The Oath, Leadership, Trust, Love, Stakes, Mistakes, Diversity, and Inclusion
You seldom see these word used in the same sentence or context unless you happen to be sitting in a group of Veterans who have been called to lead or participate in a combat operation. While few are ever really called to do that, many are trained and ready if the call comes. All took an oath to defend and protect the Constitution of the United States. Most believe that oath is for life. All of our government and Political leaders took the same oath but the commitment seems temporary depending on political bent. Leadership in the military sense is also seldom really understood unless you have been there and done that. Listen to the passion of the few veterans that have made their way to the Halls of Congress on preserving the Institution of the Military. Most believe it is under threat today. Why is that?
Former Secretary of the Navy and Viet Nam veteran Jim Webb once said, “the reality of large-scale war is that the military doesn’t fight wars, civilians fight wars…but they depend on the best military leadership our country can provide to win.” American parents must believe that the leaders they trust their children’s lives to are the best the nation can provide. What are the most important criteria to the troops in the foxhole? Unity, trust, and genuine love for the teammates that will get you through the fight are the most common responses from those that have been called.
So…how are we doing these days? The stakes have never been higher than they are today that our nation will be challenged militarily in the near future. The need to focus on developing the next generation of warrior/leaders has never been tougher. The candidate pool for those critical leadership roles is not being raised as patriots unless they are part of a patriot family. One only has to watch the rebellion of parents against school boards to see the new awakening of the racist ideologies and revisionist history being indoctrinated into our school system.
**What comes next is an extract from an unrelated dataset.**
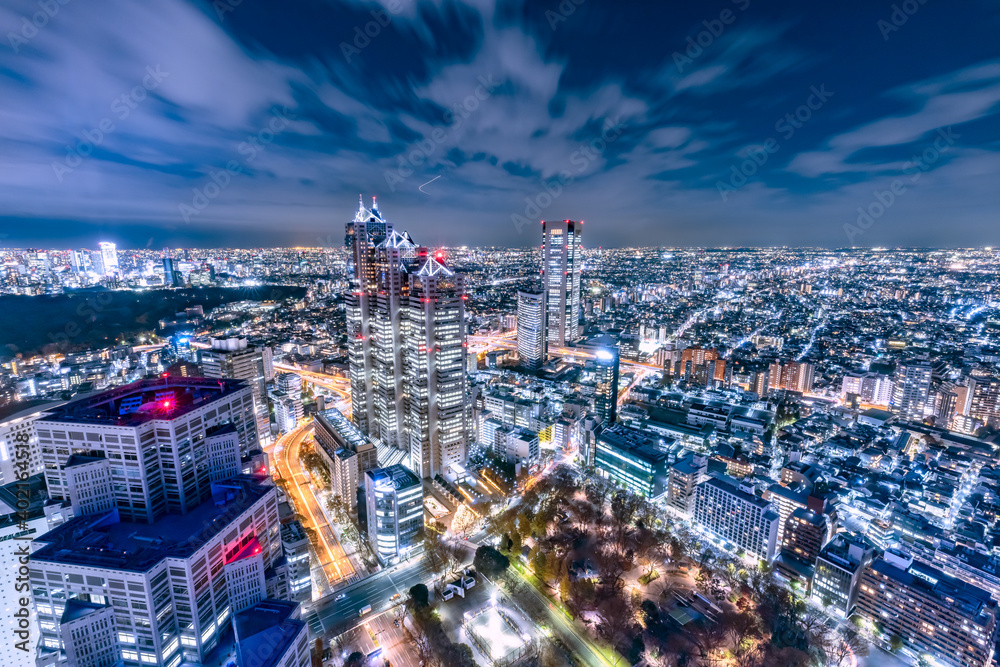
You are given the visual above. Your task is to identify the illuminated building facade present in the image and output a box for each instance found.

Mistakes, which could be attributed to the erosion of focus on the complexities of developing real leaders, are increasing with the debacle of the Afghanistan withdrawal, collisions at sea, and other recent examples in the news.
So what does all this have with Diversity and Inclusion? It is all a matter of balance. Lieutenant General H. R. McMaster, recent National Security Advisor and West Point Distinguished Graduate said, “The U.S. military must continue to evolve toward an institution in which all Americans, regardless of the color of their skin, can fully belong and enjoy equal treatment, because nothing is more destructive to teams than racism or any form of prejudice.”
But today, the Diversity, Equity and Inclusion movement is not balanced. When the word Equity was truly understood, it was quickly dropped from the movement. Equity in the eyes of the left means equal outcomes without regard to merit or character. That is a tactic of the ‘Words Matter’ mafia- when the public awareness of your language choices is really understood- change the words. Equal opportunity is an entirely different concept. Nowhere is this difference more important than in our military.
And General McMaster continues, “… civilian and military leaders must not allow reified postmodernist theories to erode the sacred trust between warriors or diminish the meritocracy and objective realities that are essential to preserving the warrior ethos as the foundation of combat effectiveness. Warriors should be judged by their integrity, trustworthiness, physical toughness, mental resilience, courage, selflessness, and humaneness.”
No one believes that Diversity and Inclusion are not important norms in our societal standards. But when they are applied as the only factor without consideration of consequences to life and death outcomes, it becomes a question of balance. The military is one of the only Institutions that has successfully blended diversity and meritocracy and should be recognized as an example to the rest of the nation, not become the victim of the next social engineering experiment.
To paraphrase Dr. Martin Luther King’s sermon on courage, delivered on March 8, 1965, in Selma, Alabama, “Our lives begin to end the day we become silent about things that matter.”
Words matter, courageous Leaders matter more.
About the Author:
Capt. Tom Burbage is a Naval Academy graduate, former Navy Test pilot and industry leader. He is working with a group of concerned individuals to change the focus of our military and specifically our Service Academies.